L’incontro con Giovanni Paolo II, nel 1986 |
Quello di ieri a Roma è forse il primo importante riconoscimento pubblico ad un uomo che ne avrebbe meritati di più: anche se – ha detto Andrea Riccardi – egli non lavorava per i riconoscimenti:
«Toaff aveva chiara fin da giovane la rotta della sua esistenza e ricordandolo – ha continuato Riccardi – mi tornano alla mente due espressioni: la prima è il coraggio. Il coraggio che gli ebrei romani conoscono; il coraggio nei momenti difficili; la capacità di rispondere, con il suo accento toscano; le poche parole per indicare la via. E poi la capacità di “tenere”, anche nei momenti in cui gli ebrei romani sono stati più soli e attaccati.
Però non era un uomo arrabbiato, perché accanto al coraggio c’era la simpatia umana, la simpatia di un uomo seducente, che conquistava le persone e che conquistava gli ambienti.
Io penso che abbiamo bisogno di gente così e ricordarlo qui non è ricordarlo in un luogo freddo, ma ricordarlo in questo quartiere che è un riferimento per la comunità ebraica.

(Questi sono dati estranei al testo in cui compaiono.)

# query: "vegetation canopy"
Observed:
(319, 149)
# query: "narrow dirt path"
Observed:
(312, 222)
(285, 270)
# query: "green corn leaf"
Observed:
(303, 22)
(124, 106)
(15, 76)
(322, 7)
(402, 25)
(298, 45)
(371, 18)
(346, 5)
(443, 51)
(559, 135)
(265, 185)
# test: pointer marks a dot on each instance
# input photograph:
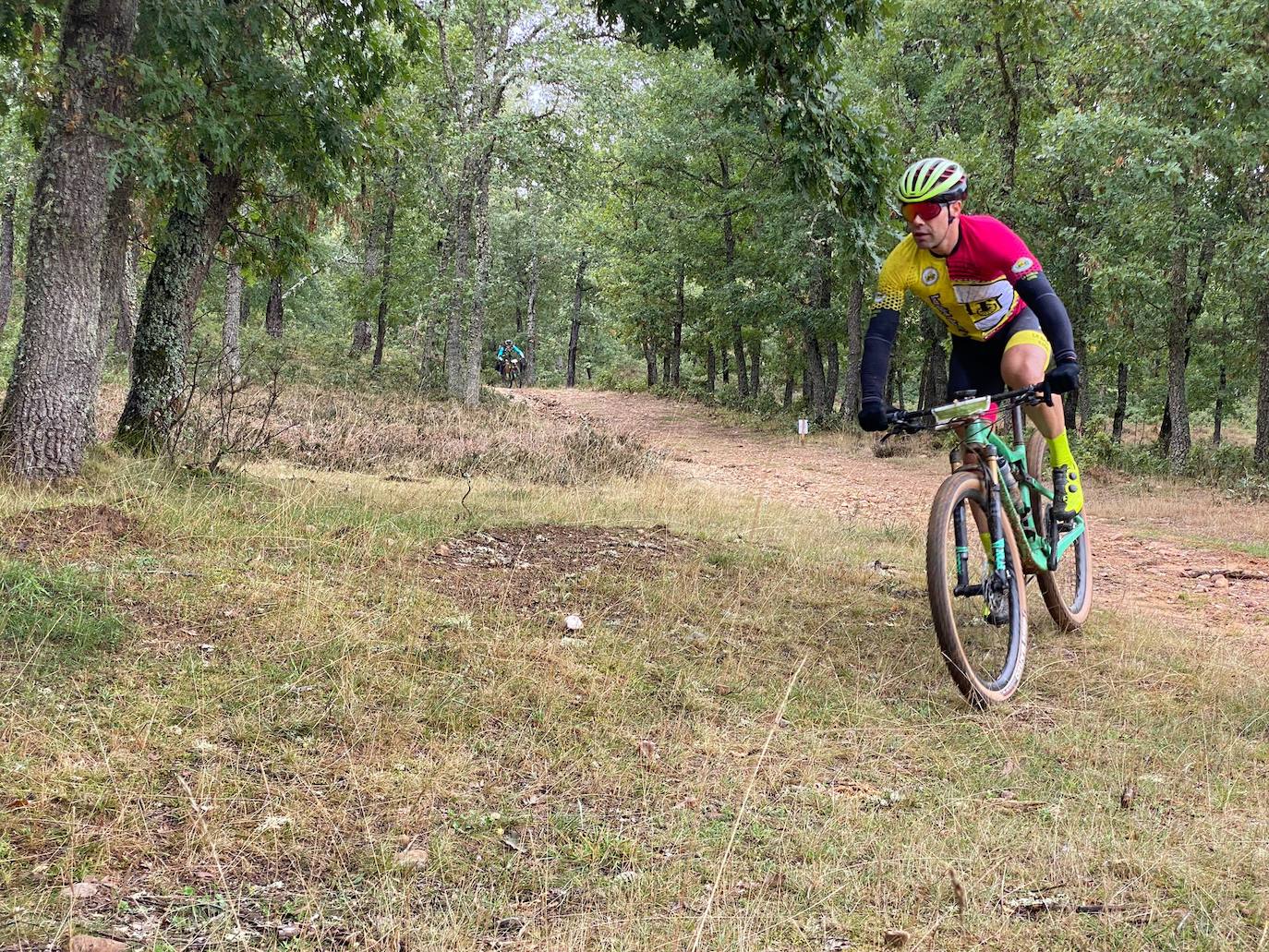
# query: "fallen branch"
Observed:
(1236, 574)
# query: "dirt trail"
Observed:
(1143, 538)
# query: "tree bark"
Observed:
(650, 359)
(531, 320)
(814, 386)
(231, 355)
(115, 264)
(47, 410)
(1178, 343)
(458, 290)
(575, 326)
(126, 328)
(934, 379)
(854, 348)
(10, 199)
(679, 316)
(1120, 404)
(1173, 436)
(168, 304)
(729, 247)
(1262, 451)
(372, 258)
(480, 291)
(381, 324)
(274, 311)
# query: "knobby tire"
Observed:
(961, 488)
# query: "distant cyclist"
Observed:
(505, 351)
(986, 285)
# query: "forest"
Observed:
(695, 197)
(315, 635)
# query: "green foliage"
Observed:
(58, 613)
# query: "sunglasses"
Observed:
(925, 211)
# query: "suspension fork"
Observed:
(995, 524)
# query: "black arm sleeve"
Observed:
(875, 363)
(1051, 312)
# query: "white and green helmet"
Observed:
(932, 179)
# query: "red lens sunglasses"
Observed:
(925, 211)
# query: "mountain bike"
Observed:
(994, 524)
(512, 372)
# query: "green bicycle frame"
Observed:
(1023, 513)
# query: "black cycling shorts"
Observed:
(976, 363)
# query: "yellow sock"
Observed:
(1059, 454)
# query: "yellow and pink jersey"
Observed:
(973, 288)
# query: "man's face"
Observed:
(929, 221)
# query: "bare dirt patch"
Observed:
(518, 568)
(70, 527)
(1143, 546)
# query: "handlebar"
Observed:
(908, 422)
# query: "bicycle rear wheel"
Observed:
(981, 626)
(1068, 589)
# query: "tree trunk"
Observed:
(126, 328)
(854, 348)
(531, 318)
(168, 304)
(10, 199)
(1262, 452)
(650, 359)
(1178, 343)
(677, 344)
(575, 328)
(831, 373)
(480, 292)
(737, 343)
(814, 373)
(1218, 413)
(115, 265)
(458, 291)
(372, 258)
(231, 355)
(274, 311)
(1120, 404)
(934, 379)
(47, 410)
(381, 324)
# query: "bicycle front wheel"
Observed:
(980, 616)
(1068, 589)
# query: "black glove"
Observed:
(872, 416)
(1062, 379)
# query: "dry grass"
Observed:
(411, 437)
(257, 717)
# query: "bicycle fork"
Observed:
(995, 529)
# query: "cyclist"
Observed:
(506, 349)
(986, 285)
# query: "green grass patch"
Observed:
(60, 616)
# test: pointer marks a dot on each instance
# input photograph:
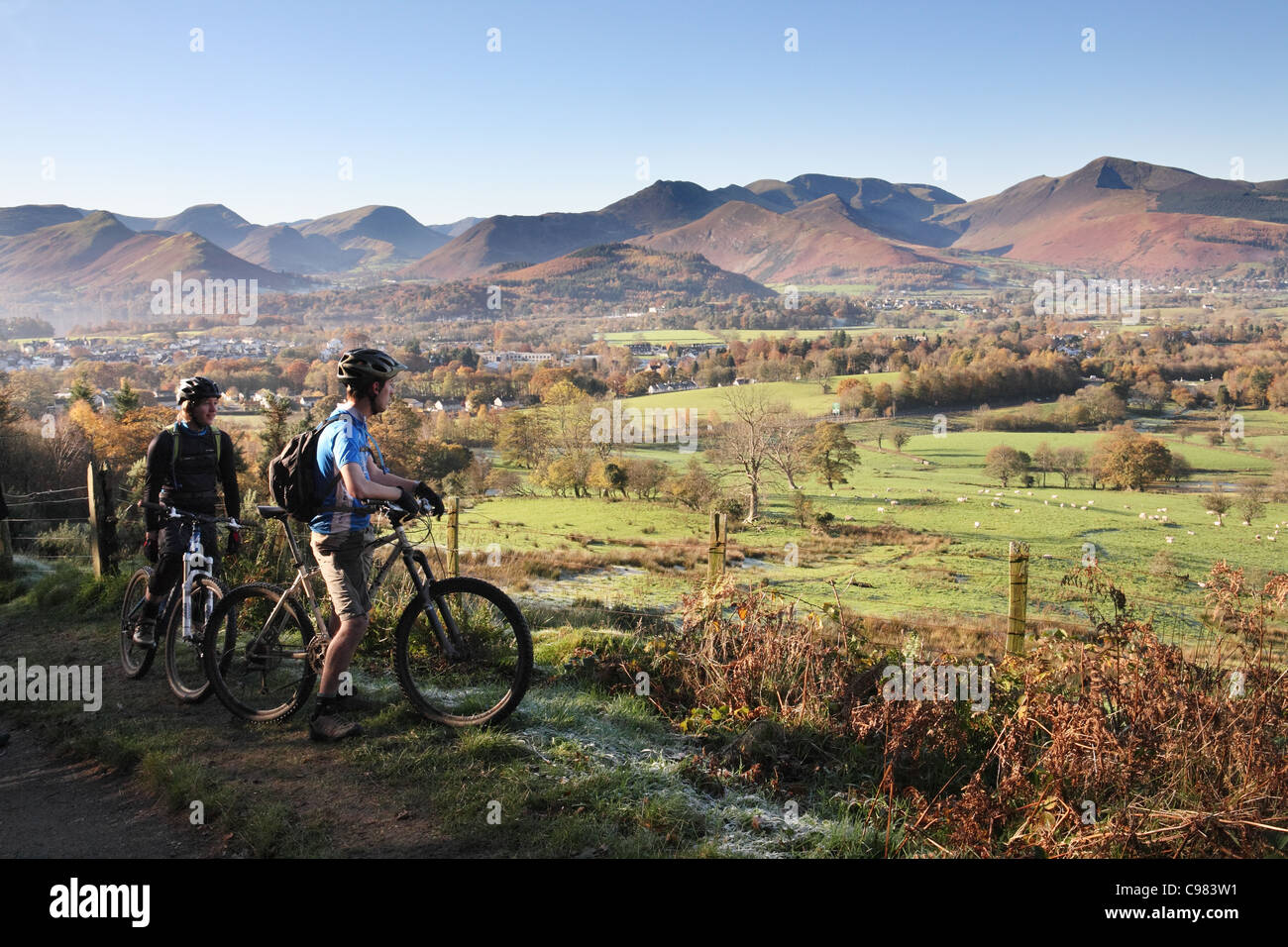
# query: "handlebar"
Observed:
(175, 513)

Io penso che Elio Toaff, per i romani – almeno per i romani che vogliono una Roma fondata su un principio, su una dimensione umana – resterà per tutti un riferimento. Si è detto: l’uomo del dialogo. Ma […] direi piuttosto: l’uomo della simpatia umana per tutti. E voglio dire che dall’ebraismo italiano, dall’ebraismo di Livorno, dall’ebraismo di Roma, è venuto un grandissimo contributo al nostro vivere insieme. E noi siamo grati a Dio per avere ricevuto la benedizione della sua vita e del suo nome!»